Speaking at the launch of its development plan, Learning for Everyone , health minister John Hutton said: "We will open up opportunities for learning and qualification to those many thousands of staff who have traditionally been excluded from post-school learning. We want to open up pathways to the very top of the healthcare professions."

Details have yet to be finalised but it is understood that the NHSU will have an annual budget of £80 million.

The plan says: "NHSU aspires, in time, to become the first 'corporate university' in this country, and one of the first in the world to be awarded the full title and status of a university."

The Higher Education Funding Council for England and the Department for Education and Skills will set up a joint working group to consider "criteria, processes and timescale" by which the NHSU should seek university status. The group will include the Department of Health and Universities UK.

But while the development plan refers to the NHSU, a response from UUK pointedly puts the "u" in lower case. Sir Martin Harris, chair of the UUK health committee, said: "The NHSu commitment to lifelong learning, as evinced by the NHSu development plan, is good news for patients, as well as staff. We in universities look forward to working with the NHSu to meet this commitment and to support delivery of the NHS plan."

Bob Fryer, chief executive of the NHSU, stressed that the university would work in partnership with other universities and the NHS to improve patient care. It has already signed strategic alliances with the Open University, Ufi/learndirect and UK e-Universities plc. He said it would transform lifelong learning and widening participation through an expansion of foundation degrees and junior scholarships.

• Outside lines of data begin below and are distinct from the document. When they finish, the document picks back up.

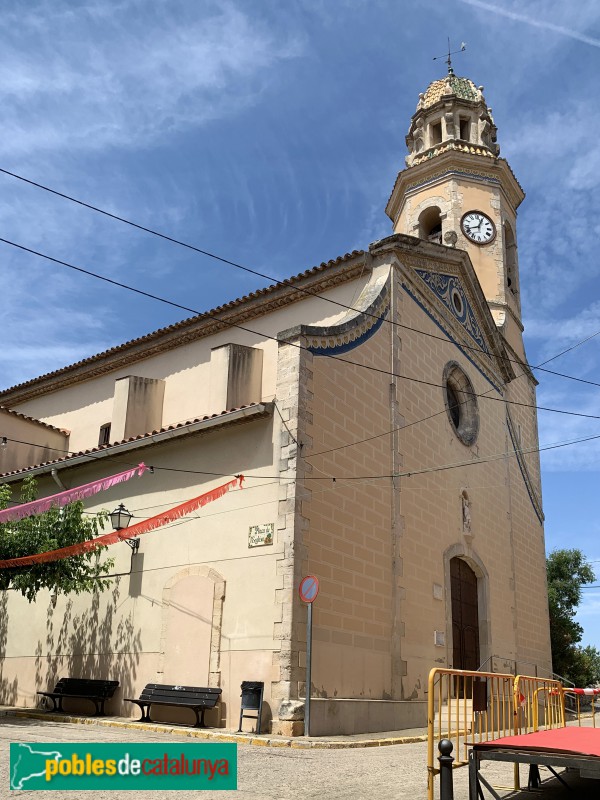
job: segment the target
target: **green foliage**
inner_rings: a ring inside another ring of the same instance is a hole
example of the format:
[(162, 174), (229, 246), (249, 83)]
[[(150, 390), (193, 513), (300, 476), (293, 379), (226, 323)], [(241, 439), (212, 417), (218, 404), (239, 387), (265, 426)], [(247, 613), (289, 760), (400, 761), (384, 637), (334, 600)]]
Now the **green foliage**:
[(585, 687), (600, 683), (600, 652), (595, 647), (575, 647), (570, 664), (569, 678), (575, 686)]
[(575, 621), (581, 587), (593, 583), (594, 570), (581, 550), (553, 550), (546, 559), (550, 640), (554, 671), (585, 687), (600, 681), (600, 653), (580, 647), (583, 628)]
[[(33, 477), (26, 478), (20, 501), (29, 503), (36, 497), (37, 481)], [(6, 508), (10, 500), (10, 487), (0, 485), (0, 508)], [(86, 516), (83, 503), (75, 502), (64, 508), (51, 508), (43, 514), (6, 522), (0, 525), (0, 560), (45, 553), (93, 539), (107, 520), (106, 511)], [(31, 602), (40, 589), (79, 594), (105, 588), (108, 581), (102, 580), (102, 575), (113, 567), (112, 559), (102, 563), (99, 560), (101, 550), (105, 549), (102, 547), (45, 564), (2, 569), (0, 590), (15, 589)]]

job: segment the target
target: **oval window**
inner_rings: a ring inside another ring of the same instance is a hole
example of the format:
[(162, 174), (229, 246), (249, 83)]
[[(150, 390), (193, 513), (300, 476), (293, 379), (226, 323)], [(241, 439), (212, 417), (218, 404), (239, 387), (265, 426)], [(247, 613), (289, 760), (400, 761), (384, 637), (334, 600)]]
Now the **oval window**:
[(479, 410), (469, 376), (456, 361), (450, 361), (444, 368), (442, 385), (452, 430), (463, 444), (475, 444), (479, 433)]

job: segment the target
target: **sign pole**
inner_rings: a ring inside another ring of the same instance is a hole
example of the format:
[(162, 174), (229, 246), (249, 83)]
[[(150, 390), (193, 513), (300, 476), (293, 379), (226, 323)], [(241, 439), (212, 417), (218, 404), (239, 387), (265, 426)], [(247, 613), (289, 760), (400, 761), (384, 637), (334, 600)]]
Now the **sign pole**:
[(308, 622), (306, 625), (306, 688), (304, 690), (304, 735), (310, 736), (310, 696), (312, 694), (312, 608), (308, 604)]
[(310, 736), (310, 696), (312, 694), (312, 604), (319, 594), (319, 579), (314, 575), (302, 578), (298, 588), (300, 599), (308, 606), (306, 621), (306, 684), (304, 688), (304, 735)]

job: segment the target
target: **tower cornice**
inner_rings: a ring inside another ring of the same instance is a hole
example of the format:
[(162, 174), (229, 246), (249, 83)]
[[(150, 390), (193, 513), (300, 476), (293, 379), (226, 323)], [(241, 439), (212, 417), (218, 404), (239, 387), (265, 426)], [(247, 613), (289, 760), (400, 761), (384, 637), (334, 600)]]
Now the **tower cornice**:
[[(471, 152), (471, 150), (475, 152)], [(513, 209), (525, 198), (520, 183), (504, 158), (477, 153), (475, 146), (447, 142), (436, 148), (435, 155), (398, 173), (385, 212), (394, 224), (406, 199), (423, 187), (459, 178), (473, 182), (496, 184)]]

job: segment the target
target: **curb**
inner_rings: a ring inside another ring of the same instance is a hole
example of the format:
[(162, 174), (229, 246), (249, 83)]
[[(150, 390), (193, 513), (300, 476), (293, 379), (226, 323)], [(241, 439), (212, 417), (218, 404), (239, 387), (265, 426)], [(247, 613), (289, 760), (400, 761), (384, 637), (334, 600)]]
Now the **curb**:
[(293, 750), (342, 750), (358, 747), (385, 747), (393, 744), (414, 744), (426, 742), (427, 735), (423, 736), (393, 736), (385, 739), (349, 739), (347, 741), (304, 738), (271, 738), (269, 736), (256, 736), (255, 734), (233, 733), (227, 731), (217, 733), (210, 729), (185, 728), (179, 725), (164, 725), (161, 723), (121, 721), (102, 717), (79, 717), (70, 714), (53, 714), (50, 711), (35, 711), (28, 709), (2, 709), (0, 717), (23, 717), (25, 719), (38, 719), (48, 722), (67, 722), (72, 725), (98, 725), (104, 728), (124, 728), (126, 730), (153, 731), (154, 733), (170, 733), (185, 736), (191, 739), (208, 739), (214, 742), (237, 742), (257, 747), (289, 747)]

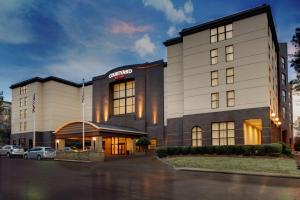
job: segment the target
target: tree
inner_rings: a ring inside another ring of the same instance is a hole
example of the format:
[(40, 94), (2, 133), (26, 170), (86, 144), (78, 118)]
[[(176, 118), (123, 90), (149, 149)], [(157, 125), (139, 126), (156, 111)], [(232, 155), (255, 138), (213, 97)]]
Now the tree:
[(148, 145), (150, 145), (150, 140), (147, 137), (141, 137), (136, 141), (136, 145), (142, 147), (142, 149), (146, 151)]
[(291, 67), (297, 72), (297, 79), (292, 80), (293, 89), (300, 91), (300, 28), (296, 28), (295, 34), (291, 40), (291, 43), (295, 47), (295, 53), (292, 55)]

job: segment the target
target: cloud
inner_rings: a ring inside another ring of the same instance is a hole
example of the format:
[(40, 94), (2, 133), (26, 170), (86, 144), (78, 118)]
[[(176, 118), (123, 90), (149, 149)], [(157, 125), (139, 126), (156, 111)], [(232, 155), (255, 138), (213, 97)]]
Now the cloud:
[(0, 2), (0, 42), (24, 44), (33, 40), (30, 25), (24, 15), (34, 0), (9, 0)]
[(153, 27), (150, 25), (135, 26), (125, 21), (114, 20), (114, 22), (112, 22), (111, 26), (109, 27), (109, 32), (115, 34), (125, 33), (131, 35), (134, 33), (144, 33), (152, 29)]
[(185, 2), (184, 6), (183, 6), (184, 12), (187, 14), (191, 14), (194, 11), (194, 6), (191, 0)]
[(145, 6), (151, 6), (154, 9), (164, 12), (167, 19), (172, 23), (192, 23), (193, 4), (189, 0), (184, 4), (184, 8), (176, 9), (171, 0), (143, 0)]
[(167, 34), (170, 37), (174, 37), (174, 36), (178, 35), (178, 32), (179, 32), (179, 30), (175, 26), (170, 26), (169, 29), (168, 29)]
[(142, 38), (135, 41), (134, 49), (141, 57), (147, 54), (153, 54), (155, 50), (155, 44), (151, 41), (148, 34), (145, 34)]

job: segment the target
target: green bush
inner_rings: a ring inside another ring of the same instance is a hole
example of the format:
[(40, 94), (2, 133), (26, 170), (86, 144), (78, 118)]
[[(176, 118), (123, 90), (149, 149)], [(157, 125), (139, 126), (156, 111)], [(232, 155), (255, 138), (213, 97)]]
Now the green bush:
[[(300, 145), (299, 145), (300, 148)], [(243, 156), (279, 156), (290, 152), (287, 145), (274, 143), (263, 145), (222, 145), (222, 146), (201, 146), (201, 147), (164, 147), (156, 151), (158, 157), (171, 155), (243, 155)]]
[(296, 143), (294, 145), (294, 149), (295, 149), (295, 151), (300, 151), (300, 143)]
[(292, 155), (292, 149), (284, 142), (280, 142), (282, 145), (282, 154), (291, 156)]

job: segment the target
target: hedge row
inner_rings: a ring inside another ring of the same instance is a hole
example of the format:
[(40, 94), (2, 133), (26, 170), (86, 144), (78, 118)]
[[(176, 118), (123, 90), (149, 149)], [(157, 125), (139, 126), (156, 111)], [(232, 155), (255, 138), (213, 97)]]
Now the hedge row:
[(244, 156), (279, 156), (282, 154), (282, 144), (263, 145), (228, 145), (228, 146), (201, 146), (201, 147), (164, 147), (156, 150), (158, 157), (188, 154), (217, 154), (217, 155), (244, 155)]

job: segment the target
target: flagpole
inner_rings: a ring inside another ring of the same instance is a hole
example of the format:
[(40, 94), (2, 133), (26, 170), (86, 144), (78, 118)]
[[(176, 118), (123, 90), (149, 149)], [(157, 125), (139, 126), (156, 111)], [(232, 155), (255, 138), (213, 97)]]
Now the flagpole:
[(32, 147), (35, 147), (35, 93), (33, 94), (33, 102), (32, 102), (32, 112), (33, 112), (33, 136), (32, 136)]
[(84, 79), (82, 80), (82, 151), (84, 151), (85, 140), (84, 140)]

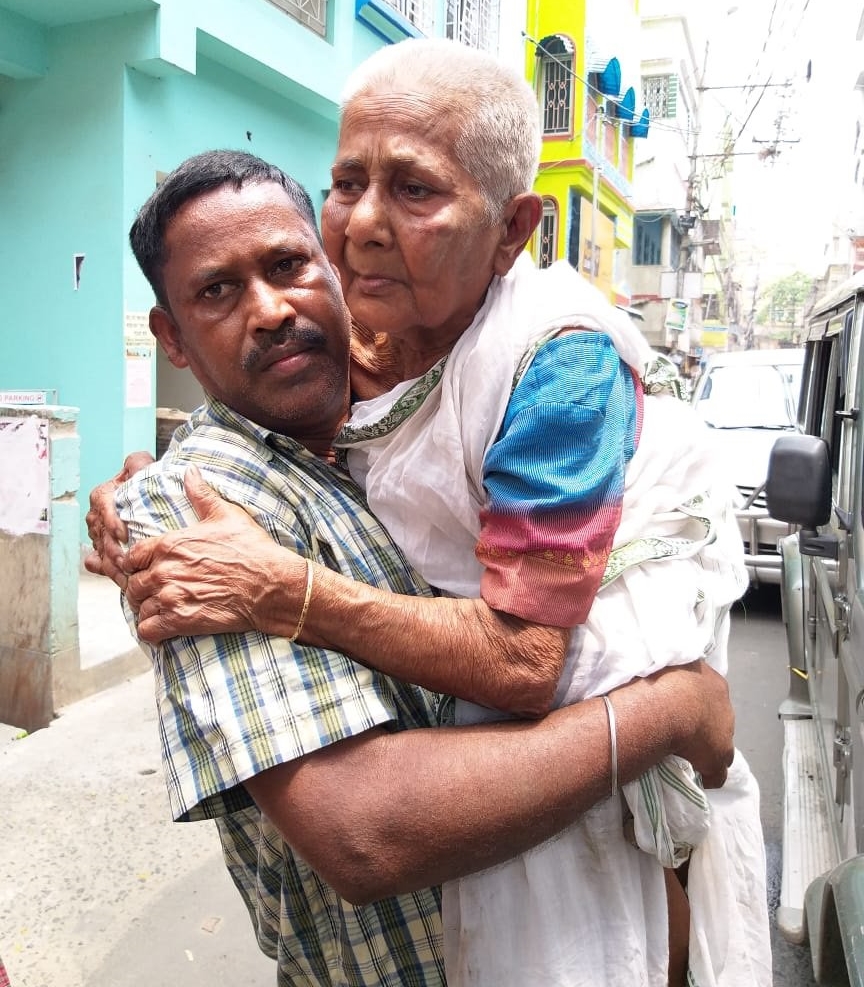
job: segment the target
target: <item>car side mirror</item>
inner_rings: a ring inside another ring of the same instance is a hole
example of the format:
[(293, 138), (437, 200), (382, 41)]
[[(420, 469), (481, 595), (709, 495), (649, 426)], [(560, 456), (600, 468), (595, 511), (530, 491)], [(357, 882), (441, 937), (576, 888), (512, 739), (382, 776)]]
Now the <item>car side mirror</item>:
[(777, 439), (765, 499), (771, 516), (787, 524), (815, 529), (831, 520), (831, 461), (824, 439), (800, 434)]
[(831, 460), (824, 439), (815, 435), (777, 439), (768, 460), (765, 500), (772, 517), (801, 526), (802, 555), (837, 558), (836, 535), (816, 530), (831, 520)]

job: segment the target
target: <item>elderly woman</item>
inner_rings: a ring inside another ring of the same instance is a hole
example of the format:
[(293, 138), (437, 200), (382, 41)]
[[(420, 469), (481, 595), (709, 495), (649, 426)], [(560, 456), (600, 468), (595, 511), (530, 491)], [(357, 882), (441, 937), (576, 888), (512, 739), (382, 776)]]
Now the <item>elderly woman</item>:
[[(533, 93), (470, 49), (405, 42), (349, 81), (322, 232), (364, 400), (335, 445), (448, 598), (430, 616), (428, 601), (291, 557), (192, 484), (216, 520), (129, 559), (150, 565), (128, 586), (142, 638), (300, 630), (460, 697), (463, 722), (497, 715), (487, 707), (542, 713), (696, 657), (725, 670), (746, 580), (705, 435), (651, 393), (663, 368), (629, 320), (568, 265), (538, 272), (524, 254), (538, 147)], [(460, 653), (452, 631), (466, 625), (478, 646)], [(673, 759), (624, 795), (445, 887), (448, 983), (683, 983), (689, 947), (690, 983), (770, 984), (743, 759), (710, 809)], [(668, 880), (688, 854), (689, 903)]]

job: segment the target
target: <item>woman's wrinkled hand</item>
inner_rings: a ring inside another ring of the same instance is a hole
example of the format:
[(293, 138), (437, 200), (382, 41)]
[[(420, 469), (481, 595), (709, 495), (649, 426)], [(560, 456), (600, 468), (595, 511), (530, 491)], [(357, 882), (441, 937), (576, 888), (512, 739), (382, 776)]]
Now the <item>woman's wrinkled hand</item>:
[(261, 623), (272, 590), (293, 559), (302, 580), (303, 560), (223, 500), (194, 466), (184, 485), (198, 522), (138, 542), (122, 561), (139, 637), (158, 644), (179, 635), (268, 630)]

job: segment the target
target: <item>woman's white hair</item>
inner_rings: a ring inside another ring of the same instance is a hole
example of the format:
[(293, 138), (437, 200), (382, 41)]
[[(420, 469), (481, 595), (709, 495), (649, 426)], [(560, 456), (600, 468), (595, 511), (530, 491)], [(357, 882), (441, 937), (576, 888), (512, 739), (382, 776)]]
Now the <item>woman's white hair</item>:
[(342, 110), (364, 93), (423, 92), (458, 114), (454, 151), (474, 178), (490, 220), (530, 192), (540, 159), (540, 111), (528, 83), (492, 55), (444, 38), (379, 49), (348, 77)]

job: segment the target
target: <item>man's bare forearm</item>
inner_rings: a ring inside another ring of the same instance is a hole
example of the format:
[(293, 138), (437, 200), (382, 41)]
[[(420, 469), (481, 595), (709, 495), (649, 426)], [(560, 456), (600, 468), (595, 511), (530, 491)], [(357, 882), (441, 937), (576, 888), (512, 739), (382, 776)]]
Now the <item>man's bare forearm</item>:
[[(732, 714), (715, 673), (670, 670), (613, 702), (619, 784), (672, 753), (722, 781)], [(534, 723), (373, 730), (246, 784), (301, 856), (368, 902), (507, 860), (608, 797), (606, 710), (588, 700)]]

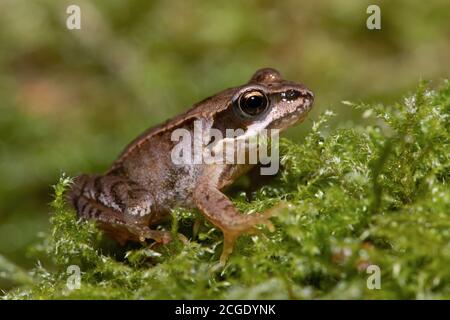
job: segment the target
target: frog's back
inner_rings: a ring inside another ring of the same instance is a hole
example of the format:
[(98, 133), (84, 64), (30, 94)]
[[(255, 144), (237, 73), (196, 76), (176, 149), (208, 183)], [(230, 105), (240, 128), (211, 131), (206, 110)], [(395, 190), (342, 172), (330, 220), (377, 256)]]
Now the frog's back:
[[(174, 130), (178, 128), (192, 130), (195, 120), (212, 118), (213, 114), (227, 107), (224, 102), (229, 101), (235, 91), (236, 88), (226, 89), (194, 104), (185, 113), (171, 118), (161, 125), (147, 129), (124, 148), (108, 173), (117, 170), (123, 162), (133, 157), (133, 153), (139, 153), (140, 149), (156, 149), (159, 142), (170, 142), (170, 134)], [(167, 133), (169, 133), (168, 136)]]

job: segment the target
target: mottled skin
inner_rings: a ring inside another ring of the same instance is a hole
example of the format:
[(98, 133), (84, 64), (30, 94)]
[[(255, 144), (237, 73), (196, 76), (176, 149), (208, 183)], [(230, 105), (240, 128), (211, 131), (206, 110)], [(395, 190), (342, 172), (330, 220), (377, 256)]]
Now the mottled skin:
[[(268, 98), (267, 110), (244, 117), (237, 107), (243, 94), (258, 90)], [(217, 128), (243, 129), (257, 134), (260, 129), (283, 130), (302, 121), (314, 97), (303, 85), (283, 80), (270, 68), (257, 71), (250, 81), (226, 89), (194, 105), (186, 113), (151, 128), (131, 142), (104, 175), (81, 175), (75, 179), (70, 199), (78, 215), (96, 220), (120, 243), (155, 241), (167, 243), (170, 234), (152, 230), (169, 217), (175, 206), (198, 208), (224, 235), (220, 261), (225, 263), (234, 241), (256, 224), (268, 224), (270, 214), (243, 215), (222, 190), (244, 174), (251, 165), (175, 165), (171, 150), (177, 142), (171, 134), (177, 128), (193, 130), (202, 120), (205, 131)]]

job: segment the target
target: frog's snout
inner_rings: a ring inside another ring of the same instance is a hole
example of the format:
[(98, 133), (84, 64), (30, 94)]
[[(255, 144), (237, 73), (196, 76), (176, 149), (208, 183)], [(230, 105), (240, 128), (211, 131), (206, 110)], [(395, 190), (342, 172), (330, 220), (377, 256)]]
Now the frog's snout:
[(299, 89), (299, 92), (300, 97), (303, 100), (303, 109), (306, 109), (307, 111), (311, 110), (314, 104), (314, 93), (305, 86), (302, 86)]

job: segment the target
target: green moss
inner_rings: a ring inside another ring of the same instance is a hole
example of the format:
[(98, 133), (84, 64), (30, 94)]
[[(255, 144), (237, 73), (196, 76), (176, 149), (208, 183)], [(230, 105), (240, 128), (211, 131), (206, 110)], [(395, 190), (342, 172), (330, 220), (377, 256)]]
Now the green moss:
[[(34, 247), (50, 265), (26, 272), (0, 259), (18, 283), (6, 299), (450, 298), (450, 82), (392, 106), (364, 105), (378, 126), (329, 130), (326, 112), (301, 144), (282, 140), (283, 170), (236, 205), (247, 212), (277, 203), (276, 231), (241, 237), (225, 268), (222, 236), (196, 212), (173, 211), (165, 227), (190, 238), (166, 246), (119, 248), (93, 223), (77, 221), (55, 186), (52, 231)], [(367, 266), (381, 289), (367, 287)], [(69, 290), (67, 268), (81, 270)]]

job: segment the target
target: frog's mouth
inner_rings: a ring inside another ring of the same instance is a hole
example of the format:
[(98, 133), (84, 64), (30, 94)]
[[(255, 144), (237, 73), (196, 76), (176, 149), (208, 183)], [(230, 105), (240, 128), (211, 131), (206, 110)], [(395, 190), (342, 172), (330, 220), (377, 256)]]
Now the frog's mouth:
[(289, 127), (297, 126), (302, 123), (309, 111), (311, 111), (313, 107), (314, 98), (312, 99), (304, 99), (303, 103), (299, 104), (297, 108), (285, 115), (284, 117), (280, 117), (272, 122), (271, 128), (277, 128), (280, 131), (283, 131)]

"Anyone working for the NHS, who does not already possess a higher education qualification, will have the opportunity to follow an NHSU learning pathway towards the attainment of a foundation degree," the plan promises.

The plan also proposes a nationwide scheme of NHSU Junior Scholarships for 13, 14 and 15-year-olds and school-leavers, working through the 28 Workforce Development Confederations.

"We envisage each WDC offering 100 a year, which would mean about 3,000 junior scholarships every year. The WDCs could focus on the areas in which they have skills shortages. The funding may be linked to educational maintenance allowances," Mr Fryer said.

Every learner following an NHSU programme would be assigned a "learning facilitator" to provide individual support. Mr Fryer said: "We understand that this has huge staffing implications, which is why we are looking at the role of e-learning."

The NHSU has already begun working on courses, including an induction programme for all staff and a communication-skills programme. It will establish a Learning Needs Observatory, which will compile regional and national profiles of skills shortages across the NHS.

It may also develop its own credit framework. In addition, it is negotiating to take over the planning, management and support of health and social care research, currently under the DoH's research, analysis and information directorate.